Last September I lost my job editing for one or two reasons, so I had to find a new one to bring just a little bit of money into the household. And now I’m working retail. I’ve been at this place part-time for seven months now, and to be honest, I’m a little embarrassed about it.
I’m a trained, experienced editor with a decade of office experience under my belt. I’m a published author and a somewhat talented artist who (occasionally) sells greeting cards. And I spend fifteen to twenty hours a week behind a cash register, and I’m not that great at it.
I am aware that there is something a little bit snobbish about my embarrassment, but not as much as you’d think. I work with people from seventeen to seventy, and I don’t judge a single one of them; they all have their reasons for being there–some out of necessity, some for just a little extra money, and some genuinely love what they do. So why am I so down on myself, if I’m not down on them?
It may just be because I’m down in general. I haven’t been okay since last summer. I don’t feel like I have anything to contribute to the world, basically.

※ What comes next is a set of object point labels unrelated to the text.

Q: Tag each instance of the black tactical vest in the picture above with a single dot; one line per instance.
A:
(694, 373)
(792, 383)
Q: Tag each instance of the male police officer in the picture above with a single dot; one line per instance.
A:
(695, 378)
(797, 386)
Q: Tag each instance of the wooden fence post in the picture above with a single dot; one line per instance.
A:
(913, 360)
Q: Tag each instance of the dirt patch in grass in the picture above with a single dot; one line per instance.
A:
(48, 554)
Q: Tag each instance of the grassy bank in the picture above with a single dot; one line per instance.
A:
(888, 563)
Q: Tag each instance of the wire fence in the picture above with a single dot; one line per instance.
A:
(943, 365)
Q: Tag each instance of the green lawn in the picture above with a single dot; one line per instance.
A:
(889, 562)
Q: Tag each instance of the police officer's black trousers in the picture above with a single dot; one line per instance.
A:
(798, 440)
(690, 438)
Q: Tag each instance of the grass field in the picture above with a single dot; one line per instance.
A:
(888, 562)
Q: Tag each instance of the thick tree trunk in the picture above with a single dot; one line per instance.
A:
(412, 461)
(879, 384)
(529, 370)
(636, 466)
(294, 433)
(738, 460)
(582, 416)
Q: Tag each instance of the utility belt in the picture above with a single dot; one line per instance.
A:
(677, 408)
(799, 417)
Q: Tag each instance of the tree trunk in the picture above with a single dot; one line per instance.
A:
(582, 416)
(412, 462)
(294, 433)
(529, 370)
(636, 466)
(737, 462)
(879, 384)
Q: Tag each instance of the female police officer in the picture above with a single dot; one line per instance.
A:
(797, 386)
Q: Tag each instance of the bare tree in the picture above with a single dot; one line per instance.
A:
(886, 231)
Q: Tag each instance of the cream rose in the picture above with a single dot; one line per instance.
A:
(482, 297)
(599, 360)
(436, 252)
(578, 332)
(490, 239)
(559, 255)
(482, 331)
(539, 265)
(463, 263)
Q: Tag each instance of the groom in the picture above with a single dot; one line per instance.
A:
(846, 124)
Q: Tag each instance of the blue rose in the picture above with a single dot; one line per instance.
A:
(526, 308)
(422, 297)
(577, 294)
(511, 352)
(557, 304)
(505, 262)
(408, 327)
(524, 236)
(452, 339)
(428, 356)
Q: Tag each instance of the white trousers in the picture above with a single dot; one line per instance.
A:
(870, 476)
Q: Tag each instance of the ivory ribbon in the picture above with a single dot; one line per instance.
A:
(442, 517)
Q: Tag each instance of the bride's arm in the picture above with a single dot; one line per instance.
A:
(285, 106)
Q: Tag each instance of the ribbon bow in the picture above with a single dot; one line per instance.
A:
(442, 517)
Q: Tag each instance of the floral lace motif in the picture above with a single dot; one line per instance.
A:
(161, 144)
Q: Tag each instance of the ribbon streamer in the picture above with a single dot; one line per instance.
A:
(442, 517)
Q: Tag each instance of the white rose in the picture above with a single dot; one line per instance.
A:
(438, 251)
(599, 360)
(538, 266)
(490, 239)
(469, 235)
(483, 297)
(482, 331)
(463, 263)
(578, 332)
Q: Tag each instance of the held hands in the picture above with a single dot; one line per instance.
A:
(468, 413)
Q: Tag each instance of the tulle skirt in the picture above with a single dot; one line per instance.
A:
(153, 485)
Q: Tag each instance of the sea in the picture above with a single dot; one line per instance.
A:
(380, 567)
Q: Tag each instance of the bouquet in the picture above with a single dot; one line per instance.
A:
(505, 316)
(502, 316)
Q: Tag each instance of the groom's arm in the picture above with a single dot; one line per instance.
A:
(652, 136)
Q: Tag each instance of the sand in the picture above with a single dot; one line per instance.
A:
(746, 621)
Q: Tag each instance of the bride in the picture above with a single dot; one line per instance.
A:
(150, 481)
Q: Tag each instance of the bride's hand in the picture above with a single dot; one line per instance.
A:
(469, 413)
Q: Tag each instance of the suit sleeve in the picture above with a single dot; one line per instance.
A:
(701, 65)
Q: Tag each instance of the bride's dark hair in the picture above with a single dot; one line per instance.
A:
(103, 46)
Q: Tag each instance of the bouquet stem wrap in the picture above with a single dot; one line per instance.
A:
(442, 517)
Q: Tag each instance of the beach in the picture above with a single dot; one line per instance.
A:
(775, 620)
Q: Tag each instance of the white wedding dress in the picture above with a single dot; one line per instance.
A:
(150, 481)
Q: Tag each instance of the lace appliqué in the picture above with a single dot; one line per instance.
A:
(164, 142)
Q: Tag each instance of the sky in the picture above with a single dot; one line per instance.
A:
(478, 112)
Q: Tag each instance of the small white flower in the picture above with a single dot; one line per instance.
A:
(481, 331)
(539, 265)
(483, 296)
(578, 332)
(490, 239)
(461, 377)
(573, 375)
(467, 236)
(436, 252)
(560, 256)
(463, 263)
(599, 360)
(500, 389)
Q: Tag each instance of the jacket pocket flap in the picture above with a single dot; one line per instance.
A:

It’s why I don’t post all that much anymore. Some of this is probably a midlife crisis. Much of it is the mental illness I’ve been struggling with all my life, which has been a major source of frustration for my psychiatrist, who can’t find the right cocktail to reduce the pain.
But in the end, what I’m trying to say is this: I work at The Container Store* now. For better or for worse, it’s what I do.
* We sell containers. It’s the most on-the-nose name for a retail chain.